Coined by John R. Commons and dating back to the late 1890s, the term ‘human resources’ became common in the 1910s and 1920s and encouraged businesses to view the people working for them as "capital assets". This and the idea that you should invest in your workforce as much as you did any machinery was undoubtedly a radical view for companies at the turn of the 20th century, but now feels outdated.
Why do businesses need to change now?
There are a number of reasons why, in 2018, companies need to be embracing employee experience ahead of traditional HR notions.
The digital revolution means employers no longer have to rely on their own intuition or 'honest' feedback from their workforce to measure how happy or satisfied they are in their role. Now there's a range of software, apps and integrated tools that can be used to get data-backed support on how employees feel about their job.
Over the past few years there's been a significant shift in who the people are in a workforce. If yours isn't already, it won't be long until it's dominated by millennials and they have a very different attitude to careers than previous generations.
Although they are less than a third of the population, by 2025 millennials will make up three-quarters of the workforce. This change in demographic brings with it a shift in the priorities for employee experience. Millennials want a job that is meaningful to them, rather than one that pays the best, with an employer who is supportive and gives them autonomy and flexibility.
This means a positive and mutually respectful relationship has become the main priority for employees.

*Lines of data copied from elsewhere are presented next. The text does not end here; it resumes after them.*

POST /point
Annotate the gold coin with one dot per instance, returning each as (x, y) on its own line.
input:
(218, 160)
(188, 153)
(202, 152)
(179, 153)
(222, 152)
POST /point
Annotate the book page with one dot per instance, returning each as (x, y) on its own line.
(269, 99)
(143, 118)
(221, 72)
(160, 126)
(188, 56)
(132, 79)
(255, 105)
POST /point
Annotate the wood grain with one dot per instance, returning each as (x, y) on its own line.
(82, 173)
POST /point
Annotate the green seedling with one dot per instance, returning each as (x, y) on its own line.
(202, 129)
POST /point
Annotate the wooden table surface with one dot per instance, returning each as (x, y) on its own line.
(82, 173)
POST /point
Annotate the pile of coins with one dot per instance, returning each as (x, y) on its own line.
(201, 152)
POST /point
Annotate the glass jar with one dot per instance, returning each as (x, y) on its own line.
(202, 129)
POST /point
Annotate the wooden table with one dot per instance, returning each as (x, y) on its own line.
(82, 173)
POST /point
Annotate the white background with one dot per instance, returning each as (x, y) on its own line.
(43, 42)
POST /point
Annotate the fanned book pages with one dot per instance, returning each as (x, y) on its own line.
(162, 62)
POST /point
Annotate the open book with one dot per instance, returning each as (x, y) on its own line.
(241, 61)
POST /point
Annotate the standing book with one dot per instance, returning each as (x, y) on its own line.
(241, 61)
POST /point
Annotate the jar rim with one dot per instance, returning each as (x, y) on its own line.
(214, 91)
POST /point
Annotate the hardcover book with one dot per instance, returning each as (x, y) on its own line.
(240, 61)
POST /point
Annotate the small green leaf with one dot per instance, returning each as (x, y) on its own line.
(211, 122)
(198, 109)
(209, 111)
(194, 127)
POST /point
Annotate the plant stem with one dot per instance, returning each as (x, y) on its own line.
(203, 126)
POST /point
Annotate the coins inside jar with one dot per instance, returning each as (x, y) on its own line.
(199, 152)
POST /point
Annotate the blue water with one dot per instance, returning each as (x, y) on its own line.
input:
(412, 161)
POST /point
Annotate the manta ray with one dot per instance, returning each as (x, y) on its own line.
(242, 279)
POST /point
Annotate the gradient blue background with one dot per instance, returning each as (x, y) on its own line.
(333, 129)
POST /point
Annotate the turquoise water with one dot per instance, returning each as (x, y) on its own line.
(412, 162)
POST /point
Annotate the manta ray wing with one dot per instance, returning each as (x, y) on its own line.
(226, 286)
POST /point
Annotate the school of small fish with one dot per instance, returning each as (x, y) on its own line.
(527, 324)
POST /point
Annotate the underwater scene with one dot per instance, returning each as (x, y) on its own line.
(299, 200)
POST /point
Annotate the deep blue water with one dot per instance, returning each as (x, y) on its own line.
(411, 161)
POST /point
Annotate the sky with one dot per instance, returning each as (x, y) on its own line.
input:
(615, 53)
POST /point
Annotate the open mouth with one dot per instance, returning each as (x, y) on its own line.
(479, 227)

What are the challenges ahead?
Deloitte's Global Human Capital Trends research highlighted a number of challenges that are currently making it difficult for companies to fully embrace employee experience for their workforce, including:
- Many companies haven't yet set this all-round experience as a priority for HR professionals and instead rely on annual surveys. This means that there is a lack of support and leadership when it comes to implementing employee experience strategies.
- HR departments still suffer from a degree of segmentation that makes them acquire the resources needed to address the various priorities, which range from management practices to workplace benefits and, often, the work culture itself.
- There's still a hesitation from businesses to embrace an all-round check on employee experience, which relies on consistently measuring and providing support to HR teams and line managers.
- Companies remain focused on “point-in-time engagement” and have not yet pulled together the disciplines of performance management, goal setting, diversity, inclusion, wellness, workplace design, and leadership into an integrated framework.
What's the solution?
According to McKinsey, employee experience is "essential for companies to compete effectively".
It believes the best models have companies working alongside their employees to deliver:
"personalized, authentic experiences that ignite passion and tap into purpose to strengthen individual, team, and company performance"
To achieve this, businesses need to invest time and money into understanding their employees as well - if not better - than they do their consumers and identify solutions to any pain points that arise.